Addressing judges, lawyers, advocates and civil rights activists in a forum organized by Freedom Under Law, Justice Ariranga Pillay expressed his concern at SADC's failure in repeated summits to take action against Zimbabwe for disregarding the Tribunal’s 2008 ruling that 78 white farmers were wrongly dispossessed of their land.

Pillay is challenging the regional organization to create an appeals wing of the Tribunal to see if a different conclusion will be reached in the cases involving Zimbabwe. Harare has rejected the authority of the Tribunal, leading to a SADC review of its functions.

SADC leaders in May declared a “moratorium” on Tribunal decisions and said that SADC would create a new tribunal with a different jurisdiction in 2012. The decision effectively suspended Tribunal operations though not dissolving the court as some have described the move. But justices are not being reappointed as their terms expire.

Pillay said SADC's move to replace the Tribunal is illegal and undermines the principles of human rights and access to justice.

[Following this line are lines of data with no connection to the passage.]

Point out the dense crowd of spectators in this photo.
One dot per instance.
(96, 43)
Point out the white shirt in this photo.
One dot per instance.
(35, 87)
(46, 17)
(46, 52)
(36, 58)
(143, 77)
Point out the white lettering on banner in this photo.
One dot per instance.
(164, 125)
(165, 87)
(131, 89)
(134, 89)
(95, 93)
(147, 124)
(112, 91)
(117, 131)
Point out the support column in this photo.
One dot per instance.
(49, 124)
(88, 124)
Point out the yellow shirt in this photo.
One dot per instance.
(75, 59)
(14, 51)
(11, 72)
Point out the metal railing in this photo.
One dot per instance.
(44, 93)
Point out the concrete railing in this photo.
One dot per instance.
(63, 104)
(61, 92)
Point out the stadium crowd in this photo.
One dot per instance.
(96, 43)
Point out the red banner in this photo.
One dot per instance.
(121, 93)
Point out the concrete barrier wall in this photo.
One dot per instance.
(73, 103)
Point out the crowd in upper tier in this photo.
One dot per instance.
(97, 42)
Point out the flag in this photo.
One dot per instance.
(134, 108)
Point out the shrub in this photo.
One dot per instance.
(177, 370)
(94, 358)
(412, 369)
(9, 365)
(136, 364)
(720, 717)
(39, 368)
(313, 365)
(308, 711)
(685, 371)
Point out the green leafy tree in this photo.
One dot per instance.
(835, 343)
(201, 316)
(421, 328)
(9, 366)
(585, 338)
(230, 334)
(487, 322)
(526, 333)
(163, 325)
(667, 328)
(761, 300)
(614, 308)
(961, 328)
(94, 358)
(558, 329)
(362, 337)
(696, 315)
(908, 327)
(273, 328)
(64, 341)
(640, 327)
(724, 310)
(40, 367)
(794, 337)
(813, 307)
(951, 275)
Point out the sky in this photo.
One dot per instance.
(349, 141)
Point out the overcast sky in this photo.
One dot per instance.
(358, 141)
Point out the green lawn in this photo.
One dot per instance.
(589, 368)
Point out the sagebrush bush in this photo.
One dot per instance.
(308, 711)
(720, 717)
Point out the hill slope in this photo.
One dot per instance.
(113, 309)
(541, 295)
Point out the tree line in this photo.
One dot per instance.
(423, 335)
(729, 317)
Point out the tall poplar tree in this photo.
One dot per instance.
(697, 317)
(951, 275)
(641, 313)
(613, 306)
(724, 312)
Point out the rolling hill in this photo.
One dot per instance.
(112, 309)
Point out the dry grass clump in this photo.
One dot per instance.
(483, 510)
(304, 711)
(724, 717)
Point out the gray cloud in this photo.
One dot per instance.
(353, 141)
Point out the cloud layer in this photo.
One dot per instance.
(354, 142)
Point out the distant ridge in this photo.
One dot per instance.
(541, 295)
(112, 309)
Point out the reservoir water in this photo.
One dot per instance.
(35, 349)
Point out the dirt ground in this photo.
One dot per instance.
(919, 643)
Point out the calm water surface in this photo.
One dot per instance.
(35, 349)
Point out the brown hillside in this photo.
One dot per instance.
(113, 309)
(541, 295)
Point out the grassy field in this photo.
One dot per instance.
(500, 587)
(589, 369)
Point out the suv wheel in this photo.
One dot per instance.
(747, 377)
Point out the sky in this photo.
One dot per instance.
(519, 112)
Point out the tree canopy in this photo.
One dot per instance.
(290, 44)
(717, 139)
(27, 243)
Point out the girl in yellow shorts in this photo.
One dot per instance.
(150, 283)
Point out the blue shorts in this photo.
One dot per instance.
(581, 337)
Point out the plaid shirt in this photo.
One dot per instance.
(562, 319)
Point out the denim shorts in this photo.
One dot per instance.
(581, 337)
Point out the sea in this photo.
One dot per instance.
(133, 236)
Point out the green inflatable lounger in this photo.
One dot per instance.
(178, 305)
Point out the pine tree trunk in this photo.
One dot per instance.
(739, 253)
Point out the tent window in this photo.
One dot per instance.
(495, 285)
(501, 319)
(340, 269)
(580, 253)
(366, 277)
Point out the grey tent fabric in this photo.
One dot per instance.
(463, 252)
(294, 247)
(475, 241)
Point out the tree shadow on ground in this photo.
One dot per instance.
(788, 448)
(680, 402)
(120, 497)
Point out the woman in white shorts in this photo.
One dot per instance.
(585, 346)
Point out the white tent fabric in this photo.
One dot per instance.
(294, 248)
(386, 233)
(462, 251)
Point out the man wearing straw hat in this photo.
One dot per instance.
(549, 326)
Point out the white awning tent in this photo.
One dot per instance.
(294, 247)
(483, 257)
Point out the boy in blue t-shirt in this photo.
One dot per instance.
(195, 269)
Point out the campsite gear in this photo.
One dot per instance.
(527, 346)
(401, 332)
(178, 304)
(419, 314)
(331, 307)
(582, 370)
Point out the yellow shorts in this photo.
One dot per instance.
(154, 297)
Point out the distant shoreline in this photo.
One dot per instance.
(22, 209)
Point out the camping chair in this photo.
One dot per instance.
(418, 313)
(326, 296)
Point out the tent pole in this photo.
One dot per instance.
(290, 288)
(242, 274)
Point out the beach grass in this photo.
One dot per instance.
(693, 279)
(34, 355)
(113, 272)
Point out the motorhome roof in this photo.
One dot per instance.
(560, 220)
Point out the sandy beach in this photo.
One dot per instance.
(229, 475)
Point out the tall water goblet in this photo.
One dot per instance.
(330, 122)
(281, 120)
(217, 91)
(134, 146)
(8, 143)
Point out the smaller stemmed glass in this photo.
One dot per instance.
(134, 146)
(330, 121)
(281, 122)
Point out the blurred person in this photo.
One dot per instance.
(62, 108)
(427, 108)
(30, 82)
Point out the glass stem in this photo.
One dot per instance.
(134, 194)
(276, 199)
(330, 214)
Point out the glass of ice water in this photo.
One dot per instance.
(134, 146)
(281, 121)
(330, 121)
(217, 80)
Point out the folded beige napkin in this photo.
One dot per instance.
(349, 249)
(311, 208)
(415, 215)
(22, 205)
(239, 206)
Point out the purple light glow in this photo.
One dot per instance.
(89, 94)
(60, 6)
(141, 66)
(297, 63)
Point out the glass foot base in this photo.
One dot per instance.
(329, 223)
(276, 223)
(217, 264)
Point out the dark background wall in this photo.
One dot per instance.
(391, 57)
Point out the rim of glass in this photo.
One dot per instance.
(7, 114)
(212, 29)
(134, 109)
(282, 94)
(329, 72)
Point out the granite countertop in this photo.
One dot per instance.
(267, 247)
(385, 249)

He said that whether the original tribunal has been suspended or dissolved, it is now defunct, as it cannot hear new cases

The latest SADC resolutions on the Tribunal have raised many tangled legal questions, but a South African group supporting the claims of three white Zimbabwean legal farmers under the 2008 ruling said Wednesday that the suspension of operations of the Windhoek court has little bearing where its own efforts are concerned.

Afriforum noted that despite Harare’s continued disregard of the Tribunal ruling, past rulings of the Windhoek court stand and the 2008 ruling has been validated by South Africa’s High Court, which has allowed the three farmers, among them the late Mike Campbell, to seize Zimbabwean government property in South Africa.

The Pretoria high court has dismissed appeals by Harare to reverse those seizures.

Afriforum Deputy Chief Executive Officer Ernst Roets told reporter Tatenda Gumbo that if Zimbabwe wants to reverse the 2008 ruling it must follow the proper legal channels.